At the same time, people are driving around in Leafs and Teslas. At the same time, [U.S. president Barack] Obama in his big oil spill speech doesn’t say one word about electric cars.
SmartPlanet: What keeps you up most at night?
AS: Fortunately, it’s more excitement than fear. I think we’re at the early days of transforming the largest industries on the planet. And it’s for the good of all of us, both from a health and well-being viewpoint, but also it’s going to make stuff better and cheaper. I think that’s really exciting.
There are stumbling blocks along the way. There’s an established [system]. Incumbency never wants to change. There’s a heavily regulated environment. It’s not easy getting this technology to work. It’s hard. It’s risky.

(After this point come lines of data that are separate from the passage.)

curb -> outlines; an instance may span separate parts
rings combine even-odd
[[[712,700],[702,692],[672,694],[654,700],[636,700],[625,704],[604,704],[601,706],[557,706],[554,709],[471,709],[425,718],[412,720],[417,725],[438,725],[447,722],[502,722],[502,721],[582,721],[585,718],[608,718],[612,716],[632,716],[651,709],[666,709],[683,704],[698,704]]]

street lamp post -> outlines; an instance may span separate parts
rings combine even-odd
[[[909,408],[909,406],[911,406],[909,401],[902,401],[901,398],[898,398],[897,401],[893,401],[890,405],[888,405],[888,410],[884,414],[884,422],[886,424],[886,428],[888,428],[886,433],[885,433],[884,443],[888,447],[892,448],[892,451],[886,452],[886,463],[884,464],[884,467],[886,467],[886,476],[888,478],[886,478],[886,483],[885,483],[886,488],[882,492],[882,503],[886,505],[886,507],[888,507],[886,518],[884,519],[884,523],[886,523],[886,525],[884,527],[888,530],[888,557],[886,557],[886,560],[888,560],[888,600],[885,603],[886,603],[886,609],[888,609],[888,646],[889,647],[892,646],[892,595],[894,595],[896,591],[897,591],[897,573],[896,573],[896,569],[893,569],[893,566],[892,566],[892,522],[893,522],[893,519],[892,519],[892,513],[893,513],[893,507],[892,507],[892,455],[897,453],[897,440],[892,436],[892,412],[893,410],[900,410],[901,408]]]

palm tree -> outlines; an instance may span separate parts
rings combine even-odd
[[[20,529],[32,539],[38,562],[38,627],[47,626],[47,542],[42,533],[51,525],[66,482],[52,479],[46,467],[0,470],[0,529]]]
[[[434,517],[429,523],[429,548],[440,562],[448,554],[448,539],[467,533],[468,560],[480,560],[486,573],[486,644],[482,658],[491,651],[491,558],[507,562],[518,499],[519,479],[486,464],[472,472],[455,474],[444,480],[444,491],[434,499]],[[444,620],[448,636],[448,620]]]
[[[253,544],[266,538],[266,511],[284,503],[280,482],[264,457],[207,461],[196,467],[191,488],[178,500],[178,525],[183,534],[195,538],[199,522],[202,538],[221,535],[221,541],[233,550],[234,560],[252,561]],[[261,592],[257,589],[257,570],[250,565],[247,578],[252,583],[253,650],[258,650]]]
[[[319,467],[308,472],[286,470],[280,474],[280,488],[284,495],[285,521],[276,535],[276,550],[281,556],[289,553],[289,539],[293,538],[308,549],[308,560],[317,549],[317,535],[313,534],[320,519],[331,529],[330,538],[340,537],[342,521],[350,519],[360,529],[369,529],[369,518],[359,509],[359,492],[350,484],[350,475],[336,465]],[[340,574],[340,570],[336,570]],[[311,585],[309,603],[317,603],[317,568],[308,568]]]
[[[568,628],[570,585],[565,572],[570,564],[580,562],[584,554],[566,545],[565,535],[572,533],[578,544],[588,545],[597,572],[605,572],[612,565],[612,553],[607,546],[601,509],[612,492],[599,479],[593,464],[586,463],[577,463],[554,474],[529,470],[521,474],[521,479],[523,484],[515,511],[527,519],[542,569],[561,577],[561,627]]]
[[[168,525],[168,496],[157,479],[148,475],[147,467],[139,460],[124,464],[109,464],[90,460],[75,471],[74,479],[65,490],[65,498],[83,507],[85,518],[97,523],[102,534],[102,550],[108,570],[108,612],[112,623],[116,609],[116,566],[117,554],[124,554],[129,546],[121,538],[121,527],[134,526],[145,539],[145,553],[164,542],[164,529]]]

If the prize is significant enough, than it’s worth the effort. We think this is the granddaddy of all transformation. We think it is a tremendous opportunity to see the next set of Googles and Ciscos and Amgens emerge that will in fact be bigger than many of those companies, because the industries they’re playing in are bigger.
And we think that it’s important from a societal viewpoint that you embrace the future. We can all argue about the societal contributions of your cell phones playing Lady Gaga when somebody calls you. But I don’t think anybody’s going to argue against clean, inexpensive, nontoxic materials for the planet.
That’s our point of view and we’re sticking to it.